GENIE: Higher-Order Denoising Diffusion Solvers NeurIPS 2022

April 25, 2023 · View on GitHub

Tim Dockhorn · Arash Vahdat · Karsten Kreis

Paper Project Page

Animation

Requirements

GENIE is built using PyTorch 1.11.0 and CUDA 11.3. Please use the following command to install the requirements:

pip install -r requirements.txt

Optionally, you may also install NVIDIA Apex. The Adam optimizer from this library is faster than PyTorch's native Adam.

Pretrained checkpoints

We provide pre-trained checkpoints for all models presented in the paper. Note that the CIFAR-10 base diffusion model is taken from the ScoreSDE repo.

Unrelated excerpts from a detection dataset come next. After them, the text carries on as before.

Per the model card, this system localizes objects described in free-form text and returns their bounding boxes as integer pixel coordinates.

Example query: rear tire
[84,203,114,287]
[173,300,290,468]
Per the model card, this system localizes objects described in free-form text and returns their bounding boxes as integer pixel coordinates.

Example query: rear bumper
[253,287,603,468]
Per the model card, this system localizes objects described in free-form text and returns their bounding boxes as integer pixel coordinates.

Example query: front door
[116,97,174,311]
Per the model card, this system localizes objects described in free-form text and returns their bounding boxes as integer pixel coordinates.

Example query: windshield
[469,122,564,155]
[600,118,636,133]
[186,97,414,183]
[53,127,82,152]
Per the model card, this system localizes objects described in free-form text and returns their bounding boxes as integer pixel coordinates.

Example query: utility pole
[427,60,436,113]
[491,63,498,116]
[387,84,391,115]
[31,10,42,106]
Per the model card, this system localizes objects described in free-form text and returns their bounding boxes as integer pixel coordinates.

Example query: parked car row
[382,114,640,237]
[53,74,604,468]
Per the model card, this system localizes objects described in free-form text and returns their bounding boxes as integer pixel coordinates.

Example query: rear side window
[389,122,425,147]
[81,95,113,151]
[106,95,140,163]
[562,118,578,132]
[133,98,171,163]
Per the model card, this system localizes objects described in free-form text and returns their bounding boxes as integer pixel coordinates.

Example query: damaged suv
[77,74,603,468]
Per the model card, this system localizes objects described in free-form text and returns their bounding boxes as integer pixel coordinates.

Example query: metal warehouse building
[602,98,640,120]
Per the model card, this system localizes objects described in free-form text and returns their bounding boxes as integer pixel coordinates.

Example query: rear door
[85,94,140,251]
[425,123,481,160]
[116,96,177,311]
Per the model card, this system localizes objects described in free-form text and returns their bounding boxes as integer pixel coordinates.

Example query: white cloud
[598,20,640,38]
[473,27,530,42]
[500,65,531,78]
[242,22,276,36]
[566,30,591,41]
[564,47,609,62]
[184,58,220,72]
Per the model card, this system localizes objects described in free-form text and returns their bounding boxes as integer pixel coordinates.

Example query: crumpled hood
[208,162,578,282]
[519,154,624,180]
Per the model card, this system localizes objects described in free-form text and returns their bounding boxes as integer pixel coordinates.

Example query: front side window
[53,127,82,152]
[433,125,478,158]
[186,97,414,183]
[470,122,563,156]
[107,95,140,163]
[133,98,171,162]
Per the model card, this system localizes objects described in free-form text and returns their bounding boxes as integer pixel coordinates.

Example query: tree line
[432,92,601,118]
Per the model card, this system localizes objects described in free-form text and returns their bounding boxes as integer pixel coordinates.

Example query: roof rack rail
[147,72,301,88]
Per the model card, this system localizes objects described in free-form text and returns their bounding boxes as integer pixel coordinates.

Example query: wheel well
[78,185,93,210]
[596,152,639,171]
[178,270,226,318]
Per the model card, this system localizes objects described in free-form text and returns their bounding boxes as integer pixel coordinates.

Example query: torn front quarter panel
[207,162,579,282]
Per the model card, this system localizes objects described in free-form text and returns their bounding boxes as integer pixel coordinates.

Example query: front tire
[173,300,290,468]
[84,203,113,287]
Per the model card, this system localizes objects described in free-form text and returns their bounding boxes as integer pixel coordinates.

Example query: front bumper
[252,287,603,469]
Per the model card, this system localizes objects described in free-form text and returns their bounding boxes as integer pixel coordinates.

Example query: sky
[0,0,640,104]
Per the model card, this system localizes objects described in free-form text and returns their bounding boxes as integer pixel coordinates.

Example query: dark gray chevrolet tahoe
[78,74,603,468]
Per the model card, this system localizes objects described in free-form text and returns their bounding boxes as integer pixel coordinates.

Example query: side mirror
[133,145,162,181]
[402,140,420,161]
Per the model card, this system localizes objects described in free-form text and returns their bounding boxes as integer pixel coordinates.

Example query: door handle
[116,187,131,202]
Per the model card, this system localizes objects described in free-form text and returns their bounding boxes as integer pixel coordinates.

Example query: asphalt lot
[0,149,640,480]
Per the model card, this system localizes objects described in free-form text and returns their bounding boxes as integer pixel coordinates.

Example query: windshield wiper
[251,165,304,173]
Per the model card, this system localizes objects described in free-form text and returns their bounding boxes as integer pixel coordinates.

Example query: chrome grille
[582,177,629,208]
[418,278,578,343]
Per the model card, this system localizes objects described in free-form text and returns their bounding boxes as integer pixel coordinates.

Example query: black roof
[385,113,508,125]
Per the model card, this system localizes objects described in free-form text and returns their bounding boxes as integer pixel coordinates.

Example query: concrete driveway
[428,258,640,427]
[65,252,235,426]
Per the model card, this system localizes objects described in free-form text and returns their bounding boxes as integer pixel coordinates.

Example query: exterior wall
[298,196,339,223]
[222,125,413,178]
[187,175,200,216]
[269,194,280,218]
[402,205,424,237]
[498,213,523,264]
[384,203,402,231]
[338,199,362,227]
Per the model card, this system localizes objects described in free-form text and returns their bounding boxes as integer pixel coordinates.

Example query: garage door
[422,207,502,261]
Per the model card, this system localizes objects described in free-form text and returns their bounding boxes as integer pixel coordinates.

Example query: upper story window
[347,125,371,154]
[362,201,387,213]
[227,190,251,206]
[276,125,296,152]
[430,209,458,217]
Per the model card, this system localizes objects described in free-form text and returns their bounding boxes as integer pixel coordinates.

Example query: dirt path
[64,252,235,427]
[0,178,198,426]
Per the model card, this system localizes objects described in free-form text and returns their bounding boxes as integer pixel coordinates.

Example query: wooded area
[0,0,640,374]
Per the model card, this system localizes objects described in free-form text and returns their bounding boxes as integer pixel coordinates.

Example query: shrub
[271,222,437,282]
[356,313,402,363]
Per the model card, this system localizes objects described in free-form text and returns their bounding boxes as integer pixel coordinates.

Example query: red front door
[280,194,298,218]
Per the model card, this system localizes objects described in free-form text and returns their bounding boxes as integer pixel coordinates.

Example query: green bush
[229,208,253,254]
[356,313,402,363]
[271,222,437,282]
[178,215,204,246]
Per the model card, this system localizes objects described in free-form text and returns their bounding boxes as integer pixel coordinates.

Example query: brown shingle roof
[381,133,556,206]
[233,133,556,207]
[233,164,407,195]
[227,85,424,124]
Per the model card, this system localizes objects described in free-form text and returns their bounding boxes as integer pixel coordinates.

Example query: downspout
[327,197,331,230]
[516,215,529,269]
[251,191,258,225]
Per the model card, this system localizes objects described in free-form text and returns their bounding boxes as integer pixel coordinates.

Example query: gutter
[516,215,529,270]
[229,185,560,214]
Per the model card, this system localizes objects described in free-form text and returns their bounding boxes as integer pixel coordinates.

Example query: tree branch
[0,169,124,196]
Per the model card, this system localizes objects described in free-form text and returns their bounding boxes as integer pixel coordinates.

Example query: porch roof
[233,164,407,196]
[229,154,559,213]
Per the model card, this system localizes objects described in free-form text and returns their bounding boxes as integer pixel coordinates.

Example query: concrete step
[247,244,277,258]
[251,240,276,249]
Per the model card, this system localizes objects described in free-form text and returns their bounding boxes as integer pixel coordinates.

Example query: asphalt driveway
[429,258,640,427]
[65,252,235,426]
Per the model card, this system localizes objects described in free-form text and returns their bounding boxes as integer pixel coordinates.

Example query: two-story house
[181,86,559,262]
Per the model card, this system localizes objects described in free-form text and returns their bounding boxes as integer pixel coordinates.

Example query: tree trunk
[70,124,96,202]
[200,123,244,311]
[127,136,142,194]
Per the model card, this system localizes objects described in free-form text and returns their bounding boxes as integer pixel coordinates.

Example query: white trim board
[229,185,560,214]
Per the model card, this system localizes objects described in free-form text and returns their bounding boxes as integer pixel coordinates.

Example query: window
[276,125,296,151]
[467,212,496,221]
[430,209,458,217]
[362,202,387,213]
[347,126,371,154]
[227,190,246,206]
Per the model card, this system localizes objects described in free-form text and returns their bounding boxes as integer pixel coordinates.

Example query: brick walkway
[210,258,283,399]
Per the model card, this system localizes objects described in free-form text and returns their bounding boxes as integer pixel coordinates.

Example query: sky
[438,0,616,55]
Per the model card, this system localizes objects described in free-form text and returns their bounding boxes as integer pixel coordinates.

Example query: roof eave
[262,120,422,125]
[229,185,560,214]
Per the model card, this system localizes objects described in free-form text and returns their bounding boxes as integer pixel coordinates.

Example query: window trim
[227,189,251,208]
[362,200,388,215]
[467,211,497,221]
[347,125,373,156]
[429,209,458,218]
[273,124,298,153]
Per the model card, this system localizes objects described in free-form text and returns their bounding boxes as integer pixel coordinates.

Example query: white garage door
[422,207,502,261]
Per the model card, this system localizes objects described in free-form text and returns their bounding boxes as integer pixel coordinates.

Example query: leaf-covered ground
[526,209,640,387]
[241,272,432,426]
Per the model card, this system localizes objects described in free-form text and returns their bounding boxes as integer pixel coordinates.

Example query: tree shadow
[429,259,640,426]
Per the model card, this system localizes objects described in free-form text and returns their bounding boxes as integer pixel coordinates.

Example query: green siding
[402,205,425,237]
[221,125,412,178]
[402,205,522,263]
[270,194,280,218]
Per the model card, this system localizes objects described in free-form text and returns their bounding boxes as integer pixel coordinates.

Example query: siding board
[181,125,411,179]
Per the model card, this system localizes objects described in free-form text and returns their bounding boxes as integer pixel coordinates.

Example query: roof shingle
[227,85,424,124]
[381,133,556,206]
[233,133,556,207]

Description	Checkpoint path
CIFAR-10 base diffusion model	`work_dir/cifar10/checkpoint_8.pth`
CIFAR-10 base GENIE model	`work_dir/cifar10/genie_checkpoint_20000.pth`
Church base diffusion model	`work_dir/church/checkpoint_300000.pth`
Church base GENIE model	`work_dir/church/genie_checkpoint_35000.pth`
Bedroom base diffusion model	`work_dir/bedroom/checkpoint_300000.pth`
Bedroom base GENIE model	`work_dir/bedroom/genie_checkpoint_40000.pth`
ImageNet base diffusion model	`work_dir/imagenet/checkpoint_400000.pth`
ImageNet base GENIE model	`work_dir/imagenet/genie_checkpoint_25000.pth`
Conditional ImageNet base diffusion model	`work_dir/imagenet/cond_checkpoint_400000.pth`
Conditional ImageNet base GENIE model	`work_dir/imagenet/cond_genie_checkpoint_15000.pth`
Cats base diffusion model	`work_dir/cats/base/checkpoint_400000.pth`
Cats base GENIE model	`work_dir/cats/base/genie_checkpoint_20000.pth`
Cats diffusion upsampler	`work_dir/cats/upsampler/checkpoint_150000.pth`
Cats GENIE upsampler	`work_dir/cats/upsampler/genie_checkpoint_20000.pth`

Unconditional sampling

After placing the provided checkpoints at the paths outlined above, you can sample from the base model via:

python main.py --mode eval --config <dataset>.eval --workdir <new_directory> --sampler ttm2

Here, dataset is one of cifar10, church, bedroom, imagenet, or cats. To turn off the GENIE model and sample from the plain diffusion model (via DDIM), simply remove the --sampler ttm2 flag. By default, the above generates 16 samples using a single GPU.

On the cats dataset, we also provide an upsampler, which can be run using the following command:

python main.py --mode eval --config cats.eval_upsampler --workdir <new_directory> --data_folder <folder_with_128x128_samples> --sampler ttm2

Conditional and classifier-free guidance sampling

On ImageNet, we also provide a class-conditional checkpoint, which can be controleld via the --labels flag.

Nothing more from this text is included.